シングルマザーの私が学生と恋♡するんですか?
「あの……?」

 リアクションの意味が分からなくて首を傾げていると、津島さんが「こら、お前は。指を差すな!」とその男の子に注意した。

 ーー津島さんとどういう知り合いなんだろう?

 清潔感があって、真面目な津島さんとは正反対みたいな男の子だ。

 でも、どうしてだろう。

 ーーどこかで会ったような気がする。

 暫く何も言えずに、私はその男の子の顔をまじまじと見つめる羽目になった。

 お洒落に髪型を整えて、奥二重で割と色白で、とがった顎の形が綺麗だ。あどけなさの残る顔立ちをしているせいか、高校生の制服を着ていてもきっと違和感がない。

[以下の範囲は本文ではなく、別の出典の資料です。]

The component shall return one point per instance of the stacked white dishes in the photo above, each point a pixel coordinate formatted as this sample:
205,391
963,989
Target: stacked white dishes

 そんな事を考えるのだが、どう足掻いても思い出せない。会ったような気がする、というのは最早勘違いかもしれない。

「ハル、お前知り合いか?」

「前に一回ね、駅で声かけた」

 ーー駅?

「声かけたって、まさかお前ナンパしたのか?」

「そうだよ? だって好みだったから」

 ーーナンパ??

 そういえば。前に颯太とはぐれた時、場違いにも男の子に声をかけられた。

 ーーあの時の男の子が……この子?

 私は再度、その彼に目を据えた。

「あ、思い出してくれた? 俺、皆川 (はる)って言いまーす」

 ーーそうだ。あの時もこんな感じの男の子に声を掛けられた。

 私は眉を下げ、ため息をもらした。